Bioconductor version '3.15'

  * 1 packages out-of-date
  * 0 packages too new

create a valid installation with

  BiocManager::install("igraph", update = TRUE, ask = FALSE)

more details: BiocManager::valid()$too_new, BiocManager::valid()$out_of_date

Warning message:
1 packages out-of-date; 0 packages too new
PeteHaitch commented 2 years ago

Hmm, nothing obviously wrong there. I suspect it might be due to a problem with your ExperimentHub installation (ExperimentHub is the underlying package responsible for data downloading and caching).
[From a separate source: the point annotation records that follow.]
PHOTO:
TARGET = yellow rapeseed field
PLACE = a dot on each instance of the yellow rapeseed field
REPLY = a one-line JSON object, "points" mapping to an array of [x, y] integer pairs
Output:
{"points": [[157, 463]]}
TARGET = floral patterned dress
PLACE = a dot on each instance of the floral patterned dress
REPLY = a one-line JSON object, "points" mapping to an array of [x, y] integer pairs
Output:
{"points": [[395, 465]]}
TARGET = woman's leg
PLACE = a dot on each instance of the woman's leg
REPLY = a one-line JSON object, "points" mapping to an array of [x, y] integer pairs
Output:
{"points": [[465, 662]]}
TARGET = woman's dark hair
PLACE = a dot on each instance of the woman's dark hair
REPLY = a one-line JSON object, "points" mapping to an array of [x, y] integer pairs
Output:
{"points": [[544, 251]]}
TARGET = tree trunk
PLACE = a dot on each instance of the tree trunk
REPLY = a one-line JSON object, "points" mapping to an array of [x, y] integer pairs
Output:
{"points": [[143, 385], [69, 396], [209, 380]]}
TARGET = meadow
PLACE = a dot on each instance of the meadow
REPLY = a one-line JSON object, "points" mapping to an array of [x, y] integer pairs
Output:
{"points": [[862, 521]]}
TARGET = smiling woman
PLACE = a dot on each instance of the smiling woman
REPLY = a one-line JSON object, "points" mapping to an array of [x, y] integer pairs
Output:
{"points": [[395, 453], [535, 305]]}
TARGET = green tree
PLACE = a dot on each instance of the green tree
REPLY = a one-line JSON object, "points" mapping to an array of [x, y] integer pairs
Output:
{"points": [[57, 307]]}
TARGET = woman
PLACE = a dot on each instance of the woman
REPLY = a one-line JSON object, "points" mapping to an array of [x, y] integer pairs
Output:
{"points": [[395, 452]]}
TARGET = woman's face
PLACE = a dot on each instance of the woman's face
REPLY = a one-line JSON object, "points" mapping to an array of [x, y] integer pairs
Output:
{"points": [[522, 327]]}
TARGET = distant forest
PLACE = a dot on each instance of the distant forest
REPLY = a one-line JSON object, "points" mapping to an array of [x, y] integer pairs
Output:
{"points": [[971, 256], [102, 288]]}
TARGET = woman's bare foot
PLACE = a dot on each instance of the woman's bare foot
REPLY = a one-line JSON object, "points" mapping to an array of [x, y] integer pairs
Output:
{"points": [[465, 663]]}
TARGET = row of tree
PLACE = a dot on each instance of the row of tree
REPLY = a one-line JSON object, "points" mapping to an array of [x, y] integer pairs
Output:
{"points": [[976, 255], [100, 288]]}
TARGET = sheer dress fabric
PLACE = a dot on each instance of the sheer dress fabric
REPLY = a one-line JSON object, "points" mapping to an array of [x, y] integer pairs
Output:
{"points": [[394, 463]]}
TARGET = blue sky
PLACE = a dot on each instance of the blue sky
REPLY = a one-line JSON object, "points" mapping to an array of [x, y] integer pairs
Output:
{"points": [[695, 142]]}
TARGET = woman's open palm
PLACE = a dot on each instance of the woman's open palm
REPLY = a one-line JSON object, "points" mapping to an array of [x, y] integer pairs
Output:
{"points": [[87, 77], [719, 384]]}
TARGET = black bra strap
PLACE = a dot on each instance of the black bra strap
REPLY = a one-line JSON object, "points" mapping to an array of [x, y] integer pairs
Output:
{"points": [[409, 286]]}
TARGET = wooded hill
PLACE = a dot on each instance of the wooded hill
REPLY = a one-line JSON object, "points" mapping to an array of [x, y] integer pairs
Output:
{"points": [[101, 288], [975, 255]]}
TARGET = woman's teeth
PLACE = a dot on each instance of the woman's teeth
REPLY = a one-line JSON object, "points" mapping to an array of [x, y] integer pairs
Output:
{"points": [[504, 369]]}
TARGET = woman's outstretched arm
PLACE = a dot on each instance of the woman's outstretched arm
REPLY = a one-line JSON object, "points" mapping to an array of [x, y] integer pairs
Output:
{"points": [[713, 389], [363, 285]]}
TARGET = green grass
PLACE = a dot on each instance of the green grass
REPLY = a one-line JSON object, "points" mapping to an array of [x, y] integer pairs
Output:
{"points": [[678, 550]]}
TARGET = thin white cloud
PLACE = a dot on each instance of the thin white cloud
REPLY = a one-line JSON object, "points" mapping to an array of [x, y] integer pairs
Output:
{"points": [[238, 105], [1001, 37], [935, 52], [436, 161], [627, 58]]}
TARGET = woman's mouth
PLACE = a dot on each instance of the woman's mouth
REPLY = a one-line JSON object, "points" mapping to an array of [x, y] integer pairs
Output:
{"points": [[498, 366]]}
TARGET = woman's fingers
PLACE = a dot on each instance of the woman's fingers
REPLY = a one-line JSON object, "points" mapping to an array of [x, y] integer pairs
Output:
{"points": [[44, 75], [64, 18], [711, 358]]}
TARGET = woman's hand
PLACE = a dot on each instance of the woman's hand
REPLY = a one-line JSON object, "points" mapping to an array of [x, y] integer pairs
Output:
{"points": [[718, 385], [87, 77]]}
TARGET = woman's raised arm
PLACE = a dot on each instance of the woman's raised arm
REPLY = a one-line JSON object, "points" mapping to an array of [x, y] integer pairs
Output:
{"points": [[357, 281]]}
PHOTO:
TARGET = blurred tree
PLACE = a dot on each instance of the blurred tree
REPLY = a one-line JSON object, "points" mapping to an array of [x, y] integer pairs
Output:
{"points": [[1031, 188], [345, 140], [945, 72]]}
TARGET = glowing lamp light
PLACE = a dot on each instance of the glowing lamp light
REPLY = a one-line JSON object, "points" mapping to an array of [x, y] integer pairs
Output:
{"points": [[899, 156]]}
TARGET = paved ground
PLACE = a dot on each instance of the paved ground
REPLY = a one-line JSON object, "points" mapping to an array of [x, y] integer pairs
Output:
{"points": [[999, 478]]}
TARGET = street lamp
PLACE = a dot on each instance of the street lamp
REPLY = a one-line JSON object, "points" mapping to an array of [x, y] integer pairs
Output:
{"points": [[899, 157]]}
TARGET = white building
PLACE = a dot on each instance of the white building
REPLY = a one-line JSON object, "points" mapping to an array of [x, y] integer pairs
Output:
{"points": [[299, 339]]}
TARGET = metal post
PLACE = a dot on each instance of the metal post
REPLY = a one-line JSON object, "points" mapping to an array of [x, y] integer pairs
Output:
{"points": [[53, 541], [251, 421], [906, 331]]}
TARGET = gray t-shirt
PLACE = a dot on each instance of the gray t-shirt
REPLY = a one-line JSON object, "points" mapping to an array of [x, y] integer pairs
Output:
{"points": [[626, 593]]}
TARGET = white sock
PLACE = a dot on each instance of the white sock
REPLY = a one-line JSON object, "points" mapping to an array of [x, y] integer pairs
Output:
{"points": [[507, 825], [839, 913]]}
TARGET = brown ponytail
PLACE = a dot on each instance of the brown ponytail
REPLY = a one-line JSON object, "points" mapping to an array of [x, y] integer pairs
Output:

Let's try accessing that resource directory from ExperimentHub; what does this code return on your machine:

eh <- ExperimentHub(ask = FALSE)
#> snapshotDate(): 2022-04-26
#> ExperimentHub with 1 record
#> # snapshotDate(): 2022-04-26
#> # names(): EH2674
#> # package(): scRNAseq
#> # $dataprovider: ArrayExpress
#> # $species: Mus musculus
#> # $rdataclass: matrix
#> # $rdatadateadded: 2019-07-01
#> # $title: Lun 416B plus spike-in counts
#> # $description: Count matrix for the Lun 416B (plus spike-ins) single-cell R...
#> # $taxonomyid: 10090
#> # $genome: mm10
#> # $sourcetype: TSV
#> # $sourceurl:
#> # $sourcesize: NA
#> # $tags: c("ExperimentHub", "ExperimentData", "ExpressionData",
#> #   "SequencingData", "RNASeqData") 
#> # retrieve record with 'object[["EH2674"]]'
#> see ?scRNAseq and browseVignettes('scRNAseq') for documentation
#> loading from cache
#>  int [1:46703, 1:192] 0 0 0 0 0 0 0 0 0 0 ...
#>  - attr(*, "dimnames")=List of 2
#>   ..$ : chr [1:46703] "ENSMUSG00000102693" "ENSMUSG00000064842" "ENSMUSG00000051951" "ENSMUSG00000102851" ...
#>   ..$ : chr [1:192] "SLX-9555.N701_S502.C89V9ANXX.s_1.r_1" "SLX-9555.N701_S503.C89V9ANXX.s_1.r_1" "SLX-9555.N701_S504.C89V9ANXX.s_1.r_1" "SLX-9555.N701_S505.C89V9ANXX.s_1.r_1" ...

Created on 2022-07-21 by the reprex package (v2.0.1)

MAmin99m commented 2 years ago

I think you're right because after removing the contents of.cache/R/ExperimentHub I can use LunSpikeInData() without any problem. Thanks for your help, Peter.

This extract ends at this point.